Las remesas no son solo un dinero que llega del extranjero para cubrir el día a día; son el esfuerzo de un ser querido que cruzó fronteras. Hablar de remesas resilientes y multiplicadas significa transformar ese flujo de dinero en un motor de desarrollo familiar a largo plazo, logrando que el dinero rinda, se proteja y genere estabilidad, en lugar de diluirse solo en consumo inmediato.

PARA MANTENER UN OPTIMO MANEJO DE LAS REMESES QUE RECIBES TE RECOMENDAMOS LO SIGUIENTE:

  • Crear un "Presupuesto Compartido": Quien envía y quien recibe deben acordar en qué se gastará el dinero (ej. 60% para necesidades básicas, 20% para ahorro/emergencias, 20% para inversión).
  • Bancarizar la remesa: Recibir el dinero directamente en una cuenta de ahorros. Esto reduce tentaciones de gasto hormiga, genera historial financiero y abre las puertas a créditos.
  • Destinar un porcentaje a la inversión: Usar una parte de la remesa para comprar terrenos, remodelar la casa, o iniciar un pequeño negocio familiar que genere ingresos locales.
  • Proteger el dinero con seguros: Contratar micro-seguros (médicos o de vida) para que, ante una emergencia, la familia no dependa de que el remitente tenga que enviar dinero extra de urgencia.
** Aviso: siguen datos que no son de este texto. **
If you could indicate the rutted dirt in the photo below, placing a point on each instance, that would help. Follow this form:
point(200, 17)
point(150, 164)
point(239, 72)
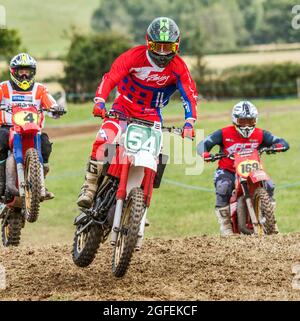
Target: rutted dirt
point(194, 268)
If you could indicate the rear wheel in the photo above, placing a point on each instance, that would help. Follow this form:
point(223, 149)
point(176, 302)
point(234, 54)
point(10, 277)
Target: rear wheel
point(264, 210)
point(11, 228)
point(32, 185)
point(128, 234)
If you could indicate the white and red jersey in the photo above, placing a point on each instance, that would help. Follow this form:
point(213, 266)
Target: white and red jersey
point(145, 88)
point(38, 96)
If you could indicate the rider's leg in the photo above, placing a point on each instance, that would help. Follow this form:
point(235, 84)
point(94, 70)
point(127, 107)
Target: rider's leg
point(4, 148)
point(224, 184)
point(108, 133)
point(46, 147)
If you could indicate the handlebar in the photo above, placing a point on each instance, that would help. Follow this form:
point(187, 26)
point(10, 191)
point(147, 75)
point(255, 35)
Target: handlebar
point(57, 112)
point(130, 120)
point(52, 110)
point(268, 150)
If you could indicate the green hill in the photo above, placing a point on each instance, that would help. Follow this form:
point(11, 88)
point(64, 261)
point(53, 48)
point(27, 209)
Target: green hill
point(42, 24)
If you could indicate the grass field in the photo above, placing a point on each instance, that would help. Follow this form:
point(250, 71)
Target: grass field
point(44, 37)
point(175, 210)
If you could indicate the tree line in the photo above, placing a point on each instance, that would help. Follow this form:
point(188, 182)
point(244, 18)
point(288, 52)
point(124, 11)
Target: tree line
point(213, 25)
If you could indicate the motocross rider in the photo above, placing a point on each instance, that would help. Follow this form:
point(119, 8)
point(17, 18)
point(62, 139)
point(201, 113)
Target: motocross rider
point(22, 89)
point(243, 134)
point(146, 76)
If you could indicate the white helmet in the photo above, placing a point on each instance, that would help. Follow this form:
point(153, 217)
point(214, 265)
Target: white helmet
point(244, 117)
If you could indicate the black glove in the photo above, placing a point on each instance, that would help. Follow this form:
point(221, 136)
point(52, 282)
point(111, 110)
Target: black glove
point(58, 110)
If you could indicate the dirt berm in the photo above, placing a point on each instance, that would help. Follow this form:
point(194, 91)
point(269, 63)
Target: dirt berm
point(194, 268)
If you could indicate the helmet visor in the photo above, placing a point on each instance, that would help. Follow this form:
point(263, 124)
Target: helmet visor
point(163, 48)
point(24, 73)
point(246, 122)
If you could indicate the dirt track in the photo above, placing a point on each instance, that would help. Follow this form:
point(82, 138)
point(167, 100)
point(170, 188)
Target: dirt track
point(196, 268)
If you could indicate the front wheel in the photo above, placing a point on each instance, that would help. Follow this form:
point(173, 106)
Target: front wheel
point(127, 237)
point(11, 228)
point(264, 210)
point(86, 244)
point(32, 185)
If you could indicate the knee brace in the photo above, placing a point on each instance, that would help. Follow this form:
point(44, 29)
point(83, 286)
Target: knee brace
point(46, 147)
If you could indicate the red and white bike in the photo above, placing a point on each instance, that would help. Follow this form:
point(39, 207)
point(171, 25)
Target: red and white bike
point(123, 196)
point(251, 208)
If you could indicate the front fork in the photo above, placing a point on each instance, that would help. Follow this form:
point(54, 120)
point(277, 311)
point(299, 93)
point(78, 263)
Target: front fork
point(121, 195)
point(19, 158)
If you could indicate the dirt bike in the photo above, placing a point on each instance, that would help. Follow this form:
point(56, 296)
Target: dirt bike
point(133, 168)
point(25, 187)
point(251, 208)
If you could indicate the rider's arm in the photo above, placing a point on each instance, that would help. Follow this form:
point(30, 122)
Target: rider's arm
point(269, 140)
point(119, 69)
point(187, 89)
point(210, 141)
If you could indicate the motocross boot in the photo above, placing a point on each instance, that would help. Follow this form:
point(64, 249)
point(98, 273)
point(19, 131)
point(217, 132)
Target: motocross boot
point(2, 177)
point(223, 215)
point(89, 187)
point(48, 195)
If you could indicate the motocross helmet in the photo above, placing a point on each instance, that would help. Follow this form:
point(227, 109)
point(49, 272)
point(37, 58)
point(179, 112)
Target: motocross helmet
point(162, 40)
point(244, 117)
point(23, 70)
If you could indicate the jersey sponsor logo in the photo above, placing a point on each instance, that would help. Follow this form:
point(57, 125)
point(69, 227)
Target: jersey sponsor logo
point(238, 147)
point(143, 73)
point(22, 98)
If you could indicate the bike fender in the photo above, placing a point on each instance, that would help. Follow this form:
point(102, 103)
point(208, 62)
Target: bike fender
point(145, 159)
point(135, 177)
point(258, 176)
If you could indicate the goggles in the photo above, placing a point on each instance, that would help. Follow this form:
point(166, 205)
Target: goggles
point(163, 48)
point(27, 73)
point(246, 122)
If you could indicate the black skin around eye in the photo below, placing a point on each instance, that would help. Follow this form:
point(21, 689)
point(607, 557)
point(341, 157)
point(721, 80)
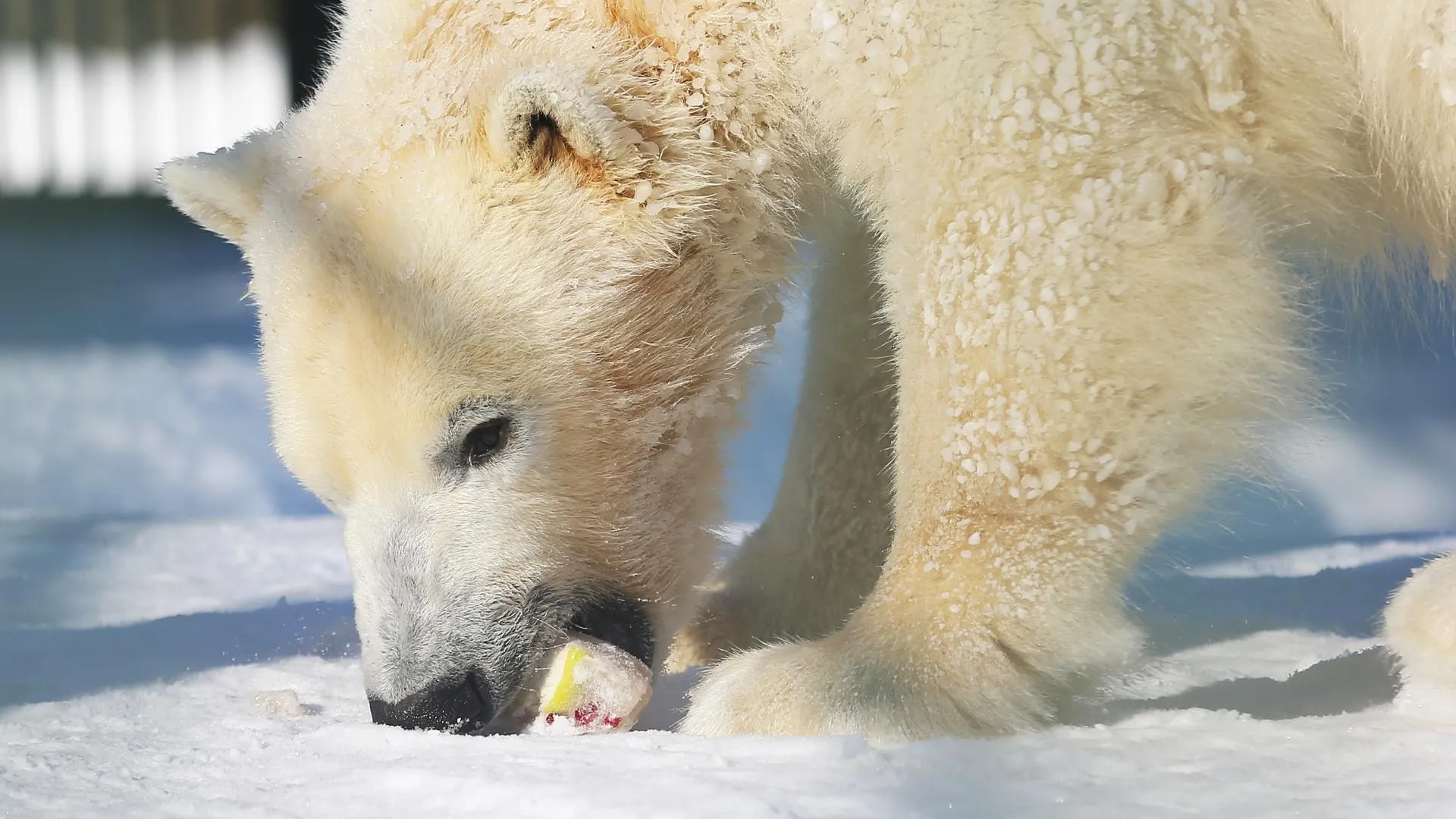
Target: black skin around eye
point(484, 441)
CONSEJOS PARA EVITAR UN MAL MANEJO DE TUS REMESAS:

  • El efecto "Dinero Infinito": Creer que la remesa llegará para siempre y gastarla toda en consumo, lujos o tecnología.
  • Dependencia absoluta: Depender al 100% de la remesa para vivir sin buscar fuentes de ingresos locales o empleo en el propio país.
  • Comisiones fantasmas: No comparar las opciones de envío y perder un porcentaje importante de dinero en comisiones altas o tipos de cambio desfavorables.
Adicionalmente en el año 2025, Honduras rompió récords al recibir un total de 12,212 millones de dólares en concepto de remesas familiares, lo que representó un impresionante incremento del 25.3% en comparación con el año anterior, según los reportes del Banco Central de Honduras (BCH). A fin de cuentas, una remesa no es solo dinero que cruza fronteras; es el reflejo del esfuerzo, el sacrificio y el amor de quienes están lejos. Por eso, el verdadero valor de recibirla no está en cuánto se gasta hoy, sino en cómo se transforma hoy para asegurar el mañana. Dejar de ver la remesa como un fondo de consumo inmediato y empezar a tratarla como una semilla de inversión es el paso decisivo para que el esfuerzo de la migración florezca en un patrimonio familiar sólido, sostenible y libre.